Baird Rising Sun Pale Ale
“Infused with a citrus aroma, this brew will balance the tartness” of acidic, pickled foods, apparently, according to the expert. “This hoppy, brisk and refreshing Pale Ale is indescribably complex,” exclaims the website of Baird Beer, founded in 2000 in Numazu, Japan, by the husband-and-wife team of Bryan and Sayuri Baird. RateBeer.com, meanwhile, says the 5.2% percent “quenching brew” fits the “American west-coast style.”
Kiuchi Hitachino Nest Beers
Tucker vouches for the Belgian White Ale, but “load up the fridge with Hitachino’s crisp, clean Real Ginger Ale and Japanese Classic Ale, too.” Kiuchi Brewery (est.1823) in Naka, Ibaraki Prefecture, produces beer, sake, and shochu. The Nest Beer brand—with its distinctive owl logo—started producing “top-fermented ales” in 1996, blending European beer-making technology with some traditional sake brewing methods (its XH Hitachino Nest Beer is matured in wooden shochu casks, for example).
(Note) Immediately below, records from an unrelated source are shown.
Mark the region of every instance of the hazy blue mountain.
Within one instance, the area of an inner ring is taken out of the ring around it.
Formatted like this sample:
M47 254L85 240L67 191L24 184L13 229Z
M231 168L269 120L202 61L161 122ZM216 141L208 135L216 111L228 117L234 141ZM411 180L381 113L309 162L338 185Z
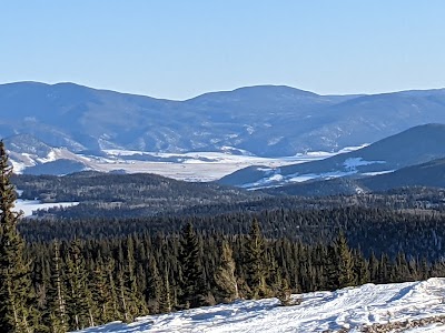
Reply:
M418 125L359 150L325 160L277 169L249 167L222 178L219 182L245 188L264 188L310 179L386 173L445 158L444 142L444 124Z
M445 189L445 159L402 168L394 172L365 178L344 176L329 180L314 180L286 184L263 190L268 194L326 196L352 195L357 193L383 192L406 188Z
M260 85L169 101L73 83L19 82L0 85L0 115L2 138L32 134L73 152L234 147L277 157L335 151L414 125L445 123L445 91L318 95Z

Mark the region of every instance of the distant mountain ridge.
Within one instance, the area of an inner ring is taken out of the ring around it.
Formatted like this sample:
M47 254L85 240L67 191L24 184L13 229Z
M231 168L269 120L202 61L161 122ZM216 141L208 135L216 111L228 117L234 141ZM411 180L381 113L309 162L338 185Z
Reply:
M2 138L28 133L73 152L235 147L277 157L339 150L414 125L445 123L445 92L318 95L259 85L169 101L73 83L19 82L0 85L0 114Z
M444 142L445 124L418 125L365 148L325 160L275 169L249 167L224 176L219 183L258 189L313 179L357 178L388 173L445 158Z
M32 135L51 149L95 157L107 149L333 152L433 122L445 123L444 89L319 95L258 85L170 101L75 83L0 84L1 138Z

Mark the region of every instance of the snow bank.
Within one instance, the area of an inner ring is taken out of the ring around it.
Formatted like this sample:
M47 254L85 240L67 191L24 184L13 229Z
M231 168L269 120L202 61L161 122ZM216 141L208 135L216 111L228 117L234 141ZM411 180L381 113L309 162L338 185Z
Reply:
M170 314L149 315L135 323L113 322L93 332L360 332L364 325L396 323L445 315L445 279L397 284L365 284L336 292L303 294L296 306L278 306L276 299L238 301ZM431 330L431 331L428 331ZM411 332L445 332L433 324Z

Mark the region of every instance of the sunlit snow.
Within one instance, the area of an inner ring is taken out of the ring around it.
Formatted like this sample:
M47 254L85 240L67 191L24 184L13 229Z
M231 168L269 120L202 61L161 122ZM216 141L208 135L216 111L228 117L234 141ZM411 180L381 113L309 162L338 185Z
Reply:
M397 323L445 314L445 279L397 284L365 284L336 292L303 294L303 303L279 306L276 299L149 315L135 323L113 322L96 332L360 332L363 325ZM406 332L445 332L428 324Z

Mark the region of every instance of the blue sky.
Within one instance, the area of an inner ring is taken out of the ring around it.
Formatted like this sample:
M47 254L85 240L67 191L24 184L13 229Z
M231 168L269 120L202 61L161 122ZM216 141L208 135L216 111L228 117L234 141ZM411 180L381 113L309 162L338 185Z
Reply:
M445 1L0 0L0 83L187 99L445 87Z

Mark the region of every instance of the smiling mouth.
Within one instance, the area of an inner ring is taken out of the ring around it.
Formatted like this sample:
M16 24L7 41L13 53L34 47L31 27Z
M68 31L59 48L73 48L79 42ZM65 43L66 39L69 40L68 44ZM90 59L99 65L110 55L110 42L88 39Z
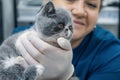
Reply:
M83 22L80 22L80 21L77 21L77 20L74 20L74 23L79 24L79 25L85 25Z

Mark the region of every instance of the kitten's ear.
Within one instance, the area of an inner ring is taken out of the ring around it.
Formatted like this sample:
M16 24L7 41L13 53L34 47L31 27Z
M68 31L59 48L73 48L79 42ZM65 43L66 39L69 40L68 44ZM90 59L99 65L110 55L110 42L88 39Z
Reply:
M45 15L47 15L47 16L52 15L52 14L55 14L55 7L54 7L54 4L53 4L51 1L49 1L49 2L45 5L45 7L44 7L44 9L43 9L43 14L45 14Z

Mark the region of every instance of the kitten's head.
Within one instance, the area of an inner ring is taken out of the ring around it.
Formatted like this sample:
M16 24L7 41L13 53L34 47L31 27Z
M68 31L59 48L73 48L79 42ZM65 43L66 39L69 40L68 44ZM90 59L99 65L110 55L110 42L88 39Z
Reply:
M67 10L55 8L52 2L48 2L36 16L35 29L46 41L56 41L59 37L70 40L72 24L71 14Z

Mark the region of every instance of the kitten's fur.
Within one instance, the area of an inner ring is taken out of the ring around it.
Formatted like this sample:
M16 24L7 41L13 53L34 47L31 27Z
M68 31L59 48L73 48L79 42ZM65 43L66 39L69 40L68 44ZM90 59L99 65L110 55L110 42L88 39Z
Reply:
M42 40L58 46L57 38L71 38L72 19L66 10L55 9L52 2L44 5L32 28L9 37L0 46L0 80L36 80L42 74L44 68L41 65L22 66L21 55L15 48L17 38L29 31L36 31Z

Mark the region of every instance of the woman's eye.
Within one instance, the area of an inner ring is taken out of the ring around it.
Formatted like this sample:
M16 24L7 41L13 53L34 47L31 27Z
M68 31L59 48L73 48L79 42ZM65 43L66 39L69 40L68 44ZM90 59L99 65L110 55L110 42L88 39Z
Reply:
M58 24L58 28L59 28L59 29L63 29L63 28L64 28L64 24L59 23L59 24Z
M74 1L76 1L76 0L66 0L66 1L68 1L68 2L74 2Z
M87 3L88 6L90 6L91 8L96 8L97 5L96 4L93 4L93 3Z

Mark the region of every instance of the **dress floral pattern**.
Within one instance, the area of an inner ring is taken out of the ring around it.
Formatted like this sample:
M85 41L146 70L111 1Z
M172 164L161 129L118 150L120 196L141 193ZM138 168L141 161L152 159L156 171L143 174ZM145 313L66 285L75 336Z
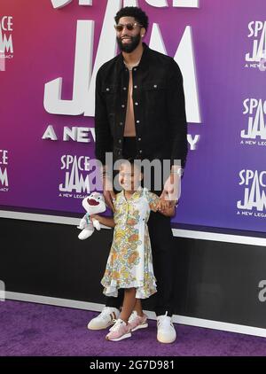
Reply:
M116 297L119 288L131 287L137 299L156 292L147 222L158 203L157 195L141 187L129 199L123 191L116 195L113 244L101 281L106 296Z

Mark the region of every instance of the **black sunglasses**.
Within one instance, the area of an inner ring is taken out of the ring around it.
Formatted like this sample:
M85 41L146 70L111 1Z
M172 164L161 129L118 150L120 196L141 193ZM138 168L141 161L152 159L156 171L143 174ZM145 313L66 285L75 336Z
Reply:
M134 28L137 27L137 26L139 26L140 27L143 27L142 25L140 25L137 22L135 22L135 23L126 23L125 25L122 25L121 23L119 23L118 25L114 25L114 28L116 29L116 31L118 31L120 33L120 32L121 32L123 30L124 27L126 27L129 31L132 31L132 30L134 30Z

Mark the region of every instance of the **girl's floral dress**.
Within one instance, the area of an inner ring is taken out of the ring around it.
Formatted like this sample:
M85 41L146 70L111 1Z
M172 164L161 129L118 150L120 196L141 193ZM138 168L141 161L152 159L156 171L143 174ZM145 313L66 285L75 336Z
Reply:
M129 199L123 191L116 195L113 244L101 281L106 296L116 297L119 288L131 287L137 299L156 292L147 222L158 203L159 197L142 187Z

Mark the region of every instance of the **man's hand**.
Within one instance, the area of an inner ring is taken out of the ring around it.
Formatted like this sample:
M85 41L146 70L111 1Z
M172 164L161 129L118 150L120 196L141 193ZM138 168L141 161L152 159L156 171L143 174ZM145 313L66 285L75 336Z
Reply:
M108 178L108 176L103 177L103 188L104 188L103 195L106 199L106 203L113 210L113 212L114 212L113 200L115 199L115 193L113 192L113 183L111 180Z
M165 203L168 203L168 207L175 205L179 199L181 194L181 176L178 173L170 173L166 180L163 191L160 198Z

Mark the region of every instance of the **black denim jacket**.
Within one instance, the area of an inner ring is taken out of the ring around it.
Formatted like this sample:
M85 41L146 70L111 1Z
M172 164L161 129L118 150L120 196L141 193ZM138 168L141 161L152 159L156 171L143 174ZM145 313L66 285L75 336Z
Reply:
M144 43L139 65L133 68L133 105L137 158L181 160L187 155L187 124L183 77L176 61ZM122 54L104 64L96 79L96 158L106 152L122 157L129 74Z

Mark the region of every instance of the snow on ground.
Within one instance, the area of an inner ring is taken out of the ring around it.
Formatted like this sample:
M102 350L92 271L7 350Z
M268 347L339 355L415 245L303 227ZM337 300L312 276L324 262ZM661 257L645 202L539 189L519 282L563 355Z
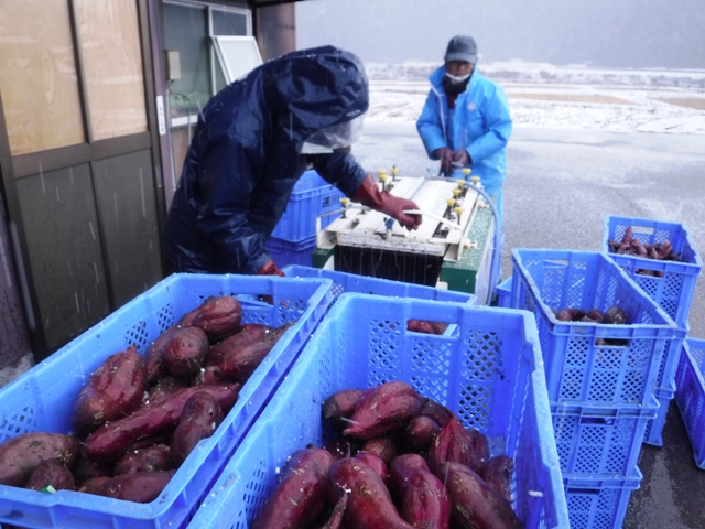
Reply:
M438 64L368 63L366 120L413 122ZM514 126L705 134L705 71L480 64L506 90Z

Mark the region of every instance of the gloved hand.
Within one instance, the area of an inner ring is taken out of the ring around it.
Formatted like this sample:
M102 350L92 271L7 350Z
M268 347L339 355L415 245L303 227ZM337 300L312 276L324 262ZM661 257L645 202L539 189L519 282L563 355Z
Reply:
M286 277L284 272L282 272L279 268L276 268L276 264L274 264L274 261L272 261L271 259L267 261L264 266L257 271L257 274L258 276L279 276L280 278Z
M458 152L453 154L453 161L456 163L460 163L464 168L473 163L470 155L465 149L460 149Z
M442 147L432 152L436 160L441 160L441 172L449 174L453 172L453 156L455 153L447 147Z
M421 215L403 213L405 209L419 209L419 206L412 201L394 196L387 191L380 192L377 183L369 174L355 192L352 201L395 218L399 224L409 230L417 229L421 226Z

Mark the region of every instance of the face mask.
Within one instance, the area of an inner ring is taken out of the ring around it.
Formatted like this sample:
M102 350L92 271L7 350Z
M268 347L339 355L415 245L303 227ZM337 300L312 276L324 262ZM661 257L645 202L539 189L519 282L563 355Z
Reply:
M446 72L445 76L448 79L451 79L453 83L463 83L465 79L467 79L470 76L470 74L463 75L460 77L456 77L455 75L451 75L449 73Z

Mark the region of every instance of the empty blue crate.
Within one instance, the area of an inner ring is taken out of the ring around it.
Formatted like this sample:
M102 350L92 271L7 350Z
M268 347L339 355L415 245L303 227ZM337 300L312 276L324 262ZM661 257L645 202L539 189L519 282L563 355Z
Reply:
M340 214L343 192L330 185L315 171L306 171L289 198L286 210L279 219L272 237L289 242L301 242L316 235L316 218L321 216L321 228L325 228ZM325 215L330 214L330 215Z
M410 332L411 319L448 323ZM402 380L514 458L527 529L568 528L535 325L530 314L459 303L341 294L203 501L189 529L249 527L288 457L330 440L321 404L346 388Z
M661 261L610 251L609 241L621 241L631 228L632 237L642 245L670 241L680 261ZM647 292L681 327L687 324L695 282L703 260L684 224L607 216L603 233L603 250ZM655 274L654 274L655 272Z
M664 354L685 331L606 255L512 251L511 306L532 312L552 402L649 406ZM612 305L627 324L558 321L554 311Z
M565 497L571 529L620 529L627 515L629 497L642 479L639 468L633 476L589 479L565 474Z
M358 294L388 295L392 298L415 298L419 300L452 301L454 303L475 304L477 296L466 292L437 289L422 284L369 278L356 273L337 272L322 268L289 264L282 269L289 278L324 278L333 281L333 295L346 292Z
M705 339L687 338L675 377L675 402L691 439L693 456L705 469Z
M561 472L593 479L633 474L659 403L612 409L551 404Z
M209 296L236 295L242 323L295 322L242 386L216 432L188 455L154 501L138 504L73 490L46 494L0 485L0 523L20 527L185 527L333 302L330 280L174 274L130 301L0 390L2 441L28 432L72 433L72 403L110 355L152 342ZM272 298L273 304L259 301Z
M264 249L272 256L278 267L286 267L289 264L300 264L310 267L312 264L313 253L316 251L316 237L301 242L290 242L288 240L270 237L264 244Z

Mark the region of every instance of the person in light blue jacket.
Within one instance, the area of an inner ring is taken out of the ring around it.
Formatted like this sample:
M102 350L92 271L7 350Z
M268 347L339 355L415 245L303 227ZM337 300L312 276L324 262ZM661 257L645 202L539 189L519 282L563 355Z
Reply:
M471 36L454 36L444 61L429 77L431 90L416 129L429 156L441 161L441 174L464 177L462 169L469 168L470 176L479 176L496 199L501 226L505 148L512 128L507 96L475 68Z

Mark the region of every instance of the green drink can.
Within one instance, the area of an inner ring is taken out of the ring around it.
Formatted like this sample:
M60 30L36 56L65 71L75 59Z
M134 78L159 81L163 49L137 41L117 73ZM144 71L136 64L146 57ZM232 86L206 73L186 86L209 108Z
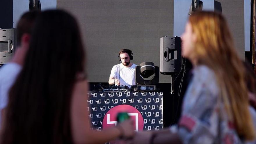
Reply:
M130 119L130 116L128 115L128 113L125 112L118 113L116 117L117 122L118 123Z

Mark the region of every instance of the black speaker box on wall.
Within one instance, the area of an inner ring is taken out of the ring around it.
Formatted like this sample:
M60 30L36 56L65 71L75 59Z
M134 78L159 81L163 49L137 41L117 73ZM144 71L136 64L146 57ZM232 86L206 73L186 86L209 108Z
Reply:
M9 62L17 45L16 29L0 29L0 65Z
M180 38L165 36L160 39L160 72L170 75L178 72L182 66Z

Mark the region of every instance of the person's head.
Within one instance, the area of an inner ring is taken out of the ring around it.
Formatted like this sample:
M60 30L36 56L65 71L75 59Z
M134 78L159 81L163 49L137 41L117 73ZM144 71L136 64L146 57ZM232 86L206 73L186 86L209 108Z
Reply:
M85 61L79 31L75 19L64 11L40 14L10 90L2 143L72 143L71 96Z
M255 138L244 67L225 19L214 12L195 13L182 37L182 55L194 66L206 65L214 72L221 99L238 134L246 139Z
M128 65L131 60L133 59L131 51L128 49L121 49L119 52L118 57L119 61L125 66Z
M21 17L17 26L17 45L19 47L28 48L35 21L40 13L36 11L28 12Z

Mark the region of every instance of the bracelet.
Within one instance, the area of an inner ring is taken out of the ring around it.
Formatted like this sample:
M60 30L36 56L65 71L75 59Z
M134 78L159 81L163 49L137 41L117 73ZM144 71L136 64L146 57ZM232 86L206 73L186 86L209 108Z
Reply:
M152 134L151 137L150 138L149 141L149 144L154 144L154 139L156 137L157 134Z

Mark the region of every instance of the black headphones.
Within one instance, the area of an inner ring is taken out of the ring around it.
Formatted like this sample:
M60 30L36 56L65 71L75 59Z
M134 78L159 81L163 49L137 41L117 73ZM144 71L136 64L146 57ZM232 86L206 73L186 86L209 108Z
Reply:
M129 55L130 60L133 59L133 56L132 56L132 53L131 52L131 51L128 49L123 49L120 51L119 52L119 54L118 55L118 59L119 61L122 61L121 58L120 57L120 54L122 54L123 53L127 53L128 55Z

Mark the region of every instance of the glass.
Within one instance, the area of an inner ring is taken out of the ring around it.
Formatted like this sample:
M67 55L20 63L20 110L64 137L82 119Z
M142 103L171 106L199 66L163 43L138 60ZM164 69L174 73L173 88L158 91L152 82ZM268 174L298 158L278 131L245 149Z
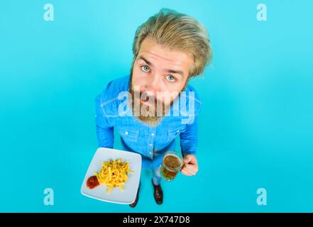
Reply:
M168 182L173 180L178 171L180 171L184 162L180 153L175 150L170 150L164 154L161 164L160 175Z

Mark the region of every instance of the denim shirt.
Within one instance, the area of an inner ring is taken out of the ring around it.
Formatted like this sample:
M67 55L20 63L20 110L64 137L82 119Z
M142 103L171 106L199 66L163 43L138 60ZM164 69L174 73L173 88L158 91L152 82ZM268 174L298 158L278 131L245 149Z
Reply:
M159 166L164 153L176 149L175 138L177 136L180 138L182 155L195 155L198 141L197 118L201 102L194 89L187 85L184 90L185 92L182 92L185 94L180 93L180 97L185 98L186 108L180 108L180 101L178 101L179 99L175 99L170 108L171 114L163 117L158 126L150 126L134 116L127 98L123 99L119 96L121 92L129 91L130 77L128 75L110 82L95 99L99 147L113 148L114 130L116 130L121 136L125 150L141 155L142 167ZM190 96L189 94L194 95ZM119 111L119 108L121 110L123 104L125 106L125 114ZM185 111L180 109L185 109ZM190 111L192 109L194 111ZM179 114L174 114L177 112Z

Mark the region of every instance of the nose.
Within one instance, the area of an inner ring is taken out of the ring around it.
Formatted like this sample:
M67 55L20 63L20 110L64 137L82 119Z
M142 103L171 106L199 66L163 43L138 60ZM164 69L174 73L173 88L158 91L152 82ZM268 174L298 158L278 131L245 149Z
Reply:
M162 86L161 76L154 74L151 75L148 84L147 84L147 92L153 92L156 96L156 92L160 92Z

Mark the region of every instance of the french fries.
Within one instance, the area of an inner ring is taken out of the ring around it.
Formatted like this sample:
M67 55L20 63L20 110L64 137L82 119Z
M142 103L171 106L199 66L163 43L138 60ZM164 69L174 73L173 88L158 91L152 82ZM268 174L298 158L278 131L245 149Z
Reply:
M99 182L109 187L107 193L116 187L119 187L123 191L123 185L128 179L128 173L133 173L129 169L129 163L123 162L122 160L109 160L107 162L102 162L102 167L99 172L95 172Z

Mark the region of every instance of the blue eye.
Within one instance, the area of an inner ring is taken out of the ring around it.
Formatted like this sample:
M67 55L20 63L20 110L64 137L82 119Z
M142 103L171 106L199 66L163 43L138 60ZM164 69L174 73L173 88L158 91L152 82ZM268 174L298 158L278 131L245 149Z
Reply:
M173 82L175 81L175 78L174 78L174 77L172 75L167 75L166 79L170 82Z
M149 67L148 67L148 65L143 65L143 66L142 66L142 67L141 67L141 70L142 70L143 72L148 72L150 71L150 68L149 68Z

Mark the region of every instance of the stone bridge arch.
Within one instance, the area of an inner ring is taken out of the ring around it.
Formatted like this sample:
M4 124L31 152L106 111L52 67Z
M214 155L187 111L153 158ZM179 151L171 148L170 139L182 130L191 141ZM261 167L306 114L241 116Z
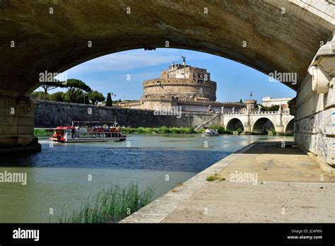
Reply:
M252 125L252 133L263 134L267 133L271 128L276 129L275 122L273 119L266 116L257 117Z
M294 133L294 117L290 117L284 125L284 133L293 134Z
M245 129L243 122L237 117L233 117L228 119L225 125L225 129L229 131L236 131L239 128L242 130Z

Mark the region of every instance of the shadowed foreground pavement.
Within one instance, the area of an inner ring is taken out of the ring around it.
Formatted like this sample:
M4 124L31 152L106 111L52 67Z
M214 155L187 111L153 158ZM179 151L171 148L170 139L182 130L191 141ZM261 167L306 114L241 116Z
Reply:
M230 182L235 171L257 174L257 184ZM260 142L218 177L225 180L208 182L160 222L335 222L335 177L299 149Z

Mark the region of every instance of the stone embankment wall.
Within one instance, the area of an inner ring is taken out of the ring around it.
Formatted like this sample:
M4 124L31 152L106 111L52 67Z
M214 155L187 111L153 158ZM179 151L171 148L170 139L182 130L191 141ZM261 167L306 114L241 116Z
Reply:
M177 115L155 115L153 110L98 107L90 105L35 101L34 127L47 128L71 125L72 121L117 122L122 126L131 127L188 127L211 119L213 114L182 112ZM211 124L220 123L217 117ZM112 123L110 123L112 124Z

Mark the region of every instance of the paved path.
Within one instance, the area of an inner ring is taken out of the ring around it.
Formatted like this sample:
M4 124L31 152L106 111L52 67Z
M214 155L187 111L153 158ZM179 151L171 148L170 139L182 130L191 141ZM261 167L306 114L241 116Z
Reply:
M335 222L335 177L281 145L263 141L228 156L122 222ZM225 180L204 181L216 171ZM257 184L231 173L257 174Z

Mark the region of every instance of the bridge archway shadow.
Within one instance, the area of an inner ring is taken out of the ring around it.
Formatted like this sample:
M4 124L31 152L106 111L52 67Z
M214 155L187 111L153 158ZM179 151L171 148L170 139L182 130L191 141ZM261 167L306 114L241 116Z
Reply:
M236 131L239 128L244 130L243 123L242 123L242 122L237 118L231 119L227 123L227 126L225 127L225 129L229 131Z
M252 132L259 134L267 134L271 129L275 129L272 121L266 117L258 119L252 126Z
M294 119L292 119L288 122L285 128L284 132L290 134L294 133Z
The quaff became available in the US in 2000 and has won numerous international awards.
San Miguel Premium Lager
Filipinos love a beer: it is the most commonly consumed alcoholic drink in the country. The San Miguel varietal is “easy to drink and a good palate cleanser,” says Tucker. The first such beer was produced in Manila in 1890 via a royal grant from colonialists Spain—hence it being named after a brewery in Barcelona. A hundred years later, San Miguel Corporation is one of the country’s few global conglomerates.
Honorary Mention: Bia Lao
Bottled since 1973 on the outskirts of Vientiane by the Lao Brewery Co., Bia Lao has drawn plaudits from the esteemed likes of Time magazine—which described it as “foaming magic” in its Best of Asia Awards 2004—and The New York Times. Perhaps those ancient stone jars were actually ancient beer kegs. Time describes the pilsner as “an arrestingly crisp brew and also the universal accompaniment to the local cuisine.
“There’s no stinting on quality,” its plaudits continued. “Bia Lao is made from Pilsen malt imported from France, Hallertauer Magnum hops and dry yeast from Germany, and local rice and spring water.”
Time reckons that these factors “propelled Bia Lao to the top of Asia’s beer league. So have the brew’s emotional connotations. For wherever you are in the world, one sip of Bia Lao and you are instantly transported to a riverside bistro in Vientiane. The long lunches, the French-colonial streets, the wats [temples] and murmuring monks: it all comes back with exquisite precision.”